Some of the most outrageous of these concern Paula Jones, a former Arkansas state employee, who filed a sexual harassment lawsuit against Clinton prior to his impeachment. “She didn’t look like someone you’d find at a Washington cocktail party, she looked like the kind of woman that fancy Washington types looked down on,” says Stuart Taylor, a journalist who, in 1997, wrote a 15,000-word article about Jones for American Lawyer magazine. “The image settled on her being kind of low class.”

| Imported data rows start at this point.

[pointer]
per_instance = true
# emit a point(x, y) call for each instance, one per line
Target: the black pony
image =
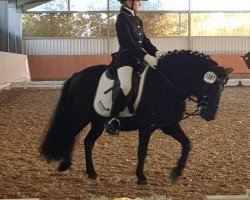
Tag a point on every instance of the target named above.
point(180, 75)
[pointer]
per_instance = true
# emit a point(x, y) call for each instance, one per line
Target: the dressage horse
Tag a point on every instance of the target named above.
point(180, 75)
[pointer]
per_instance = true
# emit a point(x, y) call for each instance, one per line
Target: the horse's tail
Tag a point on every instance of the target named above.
point(58, 142)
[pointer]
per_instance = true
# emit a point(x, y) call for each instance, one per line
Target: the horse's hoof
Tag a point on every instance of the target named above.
point(142, 181)
point(63, 167)
point(175, 174)
point(92, 176)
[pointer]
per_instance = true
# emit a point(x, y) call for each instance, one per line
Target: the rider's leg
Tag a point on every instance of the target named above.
point(120, 100)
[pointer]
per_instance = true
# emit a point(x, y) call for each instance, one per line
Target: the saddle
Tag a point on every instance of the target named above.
point(107, 87)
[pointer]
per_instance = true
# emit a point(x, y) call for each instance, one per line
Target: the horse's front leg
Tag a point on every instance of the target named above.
point(89, 142)
point(144, 137)
point(178, 134)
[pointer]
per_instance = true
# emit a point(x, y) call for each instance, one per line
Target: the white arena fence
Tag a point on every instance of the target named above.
point(105, 46)
point(13, 68)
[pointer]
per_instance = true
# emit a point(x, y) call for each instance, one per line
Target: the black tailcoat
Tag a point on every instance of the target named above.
point(134, 44)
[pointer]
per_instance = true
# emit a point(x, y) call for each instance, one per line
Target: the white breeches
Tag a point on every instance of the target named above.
point(125, 77)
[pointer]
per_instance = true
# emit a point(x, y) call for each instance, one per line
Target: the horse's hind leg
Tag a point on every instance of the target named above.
point(89, 142)
point(177, 133)
point(144, 137)
point(74, 129)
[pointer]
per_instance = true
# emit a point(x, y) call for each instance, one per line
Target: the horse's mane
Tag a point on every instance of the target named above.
point(180, 58)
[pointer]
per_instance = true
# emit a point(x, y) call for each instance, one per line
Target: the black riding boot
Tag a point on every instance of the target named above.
point(113, 126)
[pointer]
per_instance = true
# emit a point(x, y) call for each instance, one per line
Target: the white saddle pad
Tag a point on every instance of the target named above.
point(103, 102)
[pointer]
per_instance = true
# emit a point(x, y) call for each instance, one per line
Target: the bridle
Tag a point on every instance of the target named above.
point(201, 101)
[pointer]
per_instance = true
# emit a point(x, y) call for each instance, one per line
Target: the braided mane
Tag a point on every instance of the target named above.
point(188, 58)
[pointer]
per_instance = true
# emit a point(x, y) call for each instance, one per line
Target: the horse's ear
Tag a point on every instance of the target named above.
point(228, 71)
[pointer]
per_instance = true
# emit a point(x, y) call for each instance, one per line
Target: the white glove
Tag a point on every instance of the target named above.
point(159, 54)
point(151, 60)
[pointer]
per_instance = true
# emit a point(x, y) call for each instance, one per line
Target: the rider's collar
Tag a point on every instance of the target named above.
point(130, 10)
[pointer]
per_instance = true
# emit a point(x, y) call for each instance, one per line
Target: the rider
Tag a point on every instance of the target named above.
point(134, 47)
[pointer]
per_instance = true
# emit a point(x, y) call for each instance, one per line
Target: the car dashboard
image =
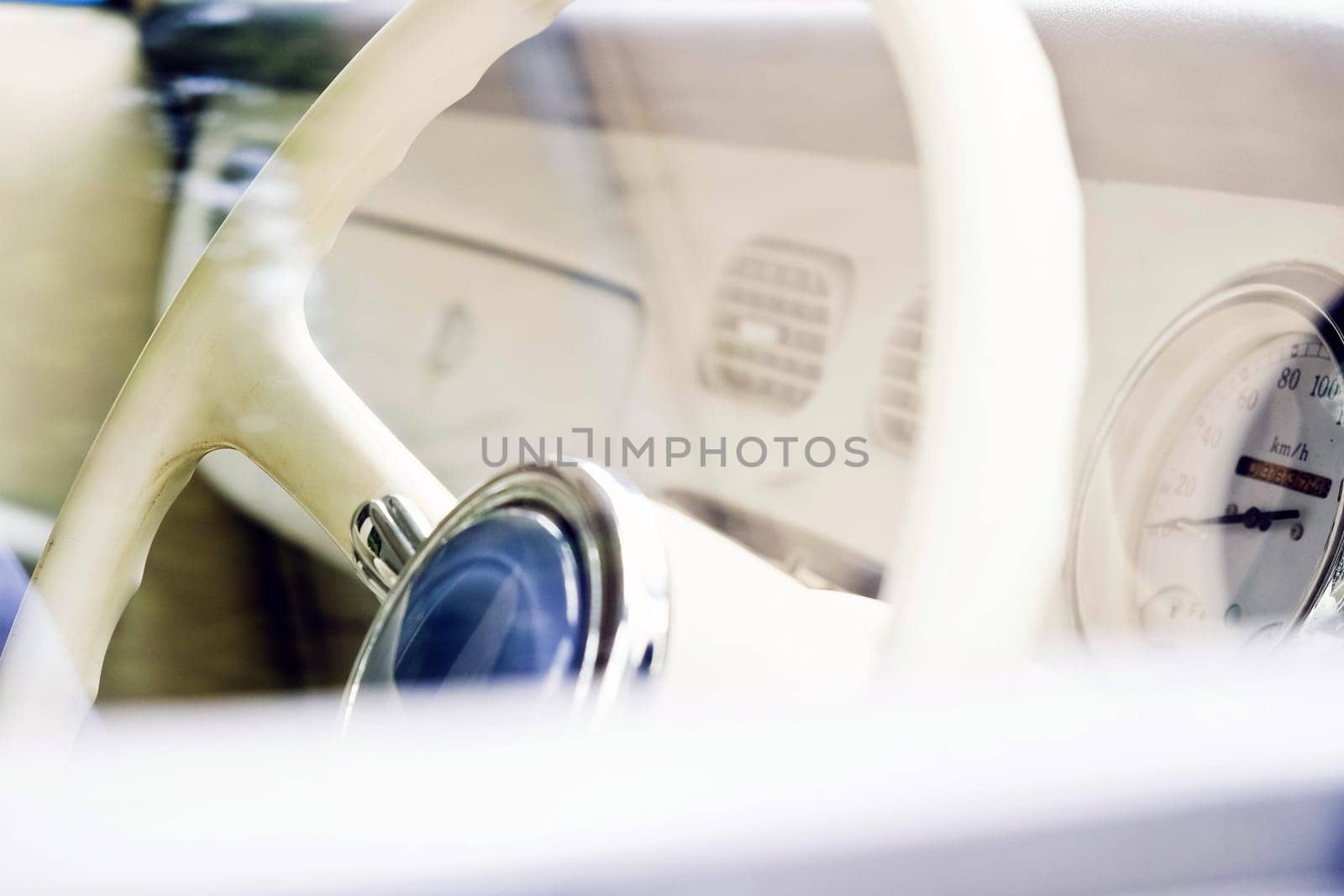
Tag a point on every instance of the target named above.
point(721, 293)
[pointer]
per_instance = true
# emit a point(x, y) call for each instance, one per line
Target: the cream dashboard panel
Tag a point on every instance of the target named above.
point(615, 253)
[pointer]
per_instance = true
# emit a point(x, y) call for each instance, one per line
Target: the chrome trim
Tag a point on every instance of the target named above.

By providing us with so much of this background, Neyfakh leaves us in no doubt that Clinton and his administration were in free-fall, lurching from one disaster to the next, long before anyone had even heard of Monica Lewinsky. “They just kept on being their own worst enemies and their actual worst enemies were more than happy to take their missteps and exploit them,” says Ruth Marcus, a journalist who reported on the White House for the Washington Post.
So why has Lewinsky’s name become synonymous with all that was wrong about Clinton’s time as President? We were all too willing, it seems, to pin his myriad failings on a 24-year-old woman. Clinton, remember, was acquitted on all charges and continued in the White House until 2001. Lewinsky’s life was never the same again.
Powerful men abusing their position. Young women being discarded as little more than collateral damage. In the shadow of the recent #MeToo movement, the Monica Lewinsky story feels more prescient than ever.